The EU and many of its member states provide over $700 million annually to the Palestinian Authority and Gaza. Many consider Hamas as a terrorist organization.
Austrian Foreign Minister Alexander Schallenberg announced Monday that his country was suspending all of its aid of close to $20 million. He did not distinguish between aid to Gaza and to the Palestinian Authority, which is based in Ramallah, Reuters reported.
Denmark and Sweden both announced on Tuesday that they would suspend developmental aid but continue to send humanitarian assistance.
Others are publicly wrestling with the issue in public view — including the European Union, which has see-sawed in statements from different officials.
European Commissioner for Neighbourhood and Enlargement Oliver Varhelyi said Monday that the EU would postpone all new payments, including for the current year “until further notice.” He said there could be no “business as usual” given the atrocities.
Then Josep Borrell, the EU’s foreign affairs commissioner, said after an emergency meeting of EU and Gulf Cooperation Council foreign ministers on Tuesday in Oman that the body would not be freezing Palestinian aid. He said an “overwhelming majority” of European foreign ministers supported continuing aid and that “some decisions” by the Israeli military in recent days — including the decision to cut off power and water in the Gaza strip — are “contrary to international law.”
But on Wednesday, Ursula von der Leyen, president of the European Commission — one of the EU’s executive branches — signaled that the EU would indeed review its funding stance.
“Our humanitarian support to the Palestinian people is not in question. Yet it is important that we carefully review our financial assistance for Palestine. EU funding has never and will never go to Hamas or any terrorist entity. So we will now again review the entire portfolio in light of an evolving situation on the ground,” she wrote in a statement.
Ahead of the ministers’ meeting in Oman, Spain was among the member nations arguing that suspension of aid would be “counterproductive.” Acting Foreign Minister Jose Manuel Albares told Spanish media it was unfair to punish the Palestinian people.
According to Reuters, Dutch Prime Minister Mark Rutte agreed with that stance and said aid to Palestinians should continue, since they also were the victims of Hamas. France, too, has rejected the total suspension of aid.

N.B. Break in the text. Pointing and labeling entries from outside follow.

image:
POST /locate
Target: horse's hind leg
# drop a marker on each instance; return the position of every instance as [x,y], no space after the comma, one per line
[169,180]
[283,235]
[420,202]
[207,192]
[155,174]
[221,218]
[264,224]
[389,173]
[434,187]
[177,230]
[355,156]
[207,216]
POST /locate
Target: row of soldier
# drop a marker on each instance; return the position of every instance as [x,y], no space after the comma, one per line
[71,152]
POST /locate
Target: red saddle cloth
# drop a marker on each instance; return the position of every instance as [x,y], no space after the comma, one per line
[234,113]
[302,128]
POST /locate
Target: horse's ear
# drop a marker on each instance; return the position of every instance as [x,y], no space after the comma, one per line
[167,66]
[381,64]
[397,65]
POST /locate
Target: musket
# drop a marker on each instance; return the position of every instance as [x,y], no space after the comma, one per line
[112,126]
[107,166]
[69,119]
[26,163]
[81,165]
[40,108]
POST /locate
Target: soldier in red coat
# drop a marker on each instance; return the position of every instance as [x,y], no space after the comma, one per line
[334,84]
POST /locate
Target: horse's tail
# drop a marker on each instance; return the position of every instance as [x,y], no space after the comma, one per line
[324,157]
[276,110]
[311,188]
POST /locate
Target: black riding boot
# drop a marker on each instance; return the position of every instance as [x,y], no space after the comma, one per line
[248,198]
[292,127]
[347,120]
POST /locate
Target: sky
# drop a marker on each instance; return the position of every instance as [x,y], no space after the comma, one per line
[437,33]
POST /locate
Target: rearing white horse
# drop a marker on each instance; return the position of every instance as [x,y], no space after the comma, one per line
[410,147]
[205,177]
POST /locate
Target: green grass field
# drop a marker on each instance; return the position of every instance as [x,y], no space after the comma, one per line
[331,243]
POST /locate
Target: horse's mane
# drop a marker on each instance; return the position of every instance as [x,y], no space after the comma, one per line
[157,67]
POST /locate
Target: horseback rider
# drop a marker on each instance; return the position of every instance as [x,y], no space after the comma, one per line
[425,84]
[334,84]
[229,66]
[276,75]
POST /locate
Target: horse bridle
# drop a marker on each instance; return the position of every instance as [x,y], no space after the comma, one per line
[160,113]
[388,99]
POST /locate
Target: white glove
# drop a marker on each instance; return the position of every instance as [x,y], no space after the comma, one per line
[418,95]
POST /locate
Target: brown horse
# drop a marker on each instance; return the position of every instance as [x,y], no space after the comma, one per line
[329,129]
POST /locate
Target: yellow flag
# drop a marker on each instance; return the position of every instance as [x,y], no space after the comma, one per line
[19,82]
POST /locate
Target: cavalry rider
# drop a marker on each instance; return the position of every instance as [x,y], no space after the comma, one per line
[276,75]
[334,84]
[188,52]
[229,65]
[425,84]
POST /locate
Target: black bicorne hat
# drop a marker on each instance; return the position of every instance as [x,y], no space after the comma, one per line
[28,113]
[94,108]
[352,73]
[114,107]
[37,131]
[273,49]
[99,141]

Germany announced Monday that it was reviewing its funding portfolio and will investigate Hamas for suspected murder, manslaughter and hostage-taking, the tabloid BILD first reported. Germany’s foreign ministry confirmed that German citizens were among those kidnapped by the terrorists.
Svenja Schulze, head of Germany’s economic and development ministry, told German media that all Palestinian projects would be reexamined thoroughly after the “shock” of Hamas’ violent attacks against civilians. Around $132 million had been earmarked for bilateral development in 2023-24.
In Germany, popular sentiment is increasingly critical of Israel’s settlement policies, though a survey of 2,512 adults last April marking Israel’s 75th anniversary showed overwhelming support for efforts to normalize relations between Israel and its neighbors. More than two thirds supported the notion of closer cooperation between Germany and Israel. About 60% agreed that Germany has a “special” relationship with Israel due to the Holocaust.
Felix Klein, the country’s commissioner against antisemitism, told the BILD newspaper that “all German and international aid funds for the Gaza Strip and the West Bank should be reconsidered.”
Josef Schuster, head of the Central Council of Jews in Germany, in a statement argued that “The Palestinian terror that we see was also financed with German taxes.” He called for “an immediate end to all financial support.”
On Wednesday, German Chancellor Olaf Scholz urged Germans to “guarantee the safety of our Jewish fellow citizens” by showing solidarity with them.